For the old ones, two scenarios emerge: if they are not registered in collection but with a normal gray card, they will be de facto subject to traffic restrictions, more or less severe from one city to another. Thus, in Paris, gasoline from before 1997 and diesels from before 2001 are already excluded during the week. On the other hand, vehicles over 30 with a collector’s registration card benefit from a pass in the capital, within Greater Paris and in Grenoble. However, it is rumored that this exemption could “jump” from next year! However, according to Jean-Louis Blanc, president of the French Federation of Vintage Vehicles (FFVE), “Classic cars represent less than 1% of the fleet, they run fifteen times less than the average and the share of diesels is less than 5%: there is therefore no reason for them to be excluded from cities”.In short, the FFVE wants to be reassuring, especially as the metropolises it has already approached have all been receptive.
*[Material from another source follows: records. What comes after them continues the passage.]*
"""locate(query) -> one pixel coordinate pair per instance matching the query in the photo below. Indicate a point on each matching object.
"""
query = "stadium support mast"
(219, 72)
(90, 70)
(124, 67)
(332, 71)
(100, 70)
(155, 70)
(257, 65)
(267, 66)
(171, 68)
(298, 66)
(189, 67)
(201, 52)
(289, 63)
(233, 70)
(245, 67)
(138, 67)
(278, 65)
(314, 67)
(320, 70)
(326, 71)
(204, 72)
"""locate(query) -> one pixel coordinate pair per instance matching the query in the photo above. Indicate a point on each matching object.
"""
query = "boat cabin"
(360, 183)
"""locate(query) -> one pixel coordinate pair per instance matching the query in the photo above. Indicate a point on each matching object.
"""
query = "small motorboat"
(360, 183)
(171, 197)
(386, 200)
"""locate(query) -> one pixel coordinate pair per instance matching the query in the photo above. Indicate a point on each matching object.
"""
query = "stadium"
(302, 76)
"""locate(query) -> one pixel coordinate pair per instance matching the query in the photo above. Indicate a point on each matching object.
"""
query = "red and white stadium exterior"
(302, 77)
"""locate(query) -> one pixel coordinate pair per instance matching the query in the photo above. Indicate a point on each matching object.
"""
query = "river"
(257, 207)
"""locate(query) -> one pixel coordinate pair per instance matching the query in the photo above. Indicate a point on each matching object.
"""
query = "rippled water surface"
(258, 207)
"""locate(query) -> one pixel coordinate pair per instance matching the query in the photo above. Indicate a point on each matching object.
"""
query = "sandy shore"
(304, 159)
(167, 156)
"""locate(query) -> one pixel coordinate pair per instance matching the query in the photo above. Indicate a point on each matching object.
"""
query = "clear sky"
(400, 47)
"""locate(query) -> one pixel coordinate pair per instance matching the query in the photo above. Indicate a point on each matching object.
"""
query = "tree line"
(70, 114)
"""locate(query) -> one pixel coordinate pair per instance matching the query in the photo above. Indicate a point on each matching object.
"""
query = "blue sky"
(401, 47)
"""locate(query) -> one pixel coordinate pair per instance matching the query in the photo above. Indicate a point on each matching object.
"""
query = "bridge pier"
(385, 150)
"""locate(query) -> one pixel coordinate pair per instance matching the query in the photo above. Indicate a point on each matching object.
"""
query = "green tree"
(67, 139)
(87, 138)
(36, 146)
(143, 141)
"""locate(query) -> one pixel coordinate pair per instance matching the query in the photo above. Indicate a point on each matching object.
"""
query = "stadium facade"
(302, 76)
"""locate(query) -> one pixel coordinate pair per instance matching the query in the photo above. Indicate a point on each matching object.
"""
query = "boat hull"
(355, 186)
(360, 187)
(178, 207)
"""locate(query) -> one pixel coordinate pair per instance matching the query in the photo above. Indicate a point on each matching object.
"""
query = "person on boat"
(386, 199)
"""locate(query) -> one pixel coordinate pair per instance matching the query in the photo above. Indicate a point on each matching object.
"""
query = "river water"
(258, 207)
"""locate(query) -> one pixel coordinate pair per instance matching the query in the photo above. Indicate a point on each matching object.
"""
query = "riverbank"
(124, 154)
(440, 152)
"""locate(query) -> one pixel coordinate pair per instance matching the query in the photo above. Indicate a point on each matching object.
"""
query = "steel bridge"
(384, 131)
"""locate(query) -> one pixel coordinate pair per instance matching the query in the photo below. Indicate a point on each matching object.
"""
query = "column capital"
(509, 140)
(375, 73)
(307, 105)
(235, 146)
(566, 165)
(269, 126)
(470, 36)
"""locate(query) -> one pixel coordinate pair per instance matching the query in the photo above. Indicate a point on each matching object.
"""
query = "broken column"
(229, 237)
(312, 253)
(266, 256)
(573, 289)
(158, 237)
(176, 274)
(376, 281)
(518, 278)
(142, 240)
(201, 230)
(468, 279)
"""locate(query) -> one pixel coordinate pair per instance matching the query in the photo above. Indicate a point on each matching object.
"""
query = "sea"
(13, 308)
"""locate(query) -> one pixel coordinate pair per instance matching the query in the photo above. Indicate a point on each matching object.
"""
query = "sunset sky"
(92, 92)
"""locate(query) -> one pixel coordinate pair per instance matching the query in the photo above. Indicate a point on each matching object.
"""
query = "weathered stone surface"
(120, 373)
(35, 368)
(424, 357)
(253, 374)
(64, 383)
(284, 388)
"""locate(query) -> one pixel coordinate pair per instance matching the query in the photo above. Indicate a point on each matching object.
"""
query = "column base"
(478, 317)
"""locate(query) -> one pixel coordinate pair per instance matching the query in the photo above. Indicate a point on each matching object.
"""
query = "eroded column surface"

Radarize Crit’Air: cotton!

The other fear of the owners of banned vehicles is that they will soon be tracked down by automatic radars. Here again, nothing is done: tests will be carried out, especially in Paris, where it is rumored that the eco-tax portals of the ring road would be requisitioned. But the task promises to be difficult. Already, the mobility orientation law of December 2019, which authorizes such automated control, also limits its scope. This one cannot in fact monitor “more than 15% of the average daily number of vehicles circulating within the zone”.How to respect such a constraint? Mystery. Another problem, much more thorny: for the system to be fair, it must take into account all exemptions. And there are many: vintage cars (as we have seen), but also intervention, general interest, moving, refrigerated, delivery vehicles and, above all, carrying a disabled parking card. How to avoid wrongly sanctioning them? Which file other than those of the gray cards and Crit’Air thumbnails will have to be queried? Re-mystery. Finally, the last point: the highway code will have to be adapted in order to be able, in the future, to issue fines without questioning the holders of the gray card of the free-rider vehicle (principle of the owner-pays). In short, given the pitfalls, “ZFE radars” are not for tomorrow. But their threat already hangs over the city.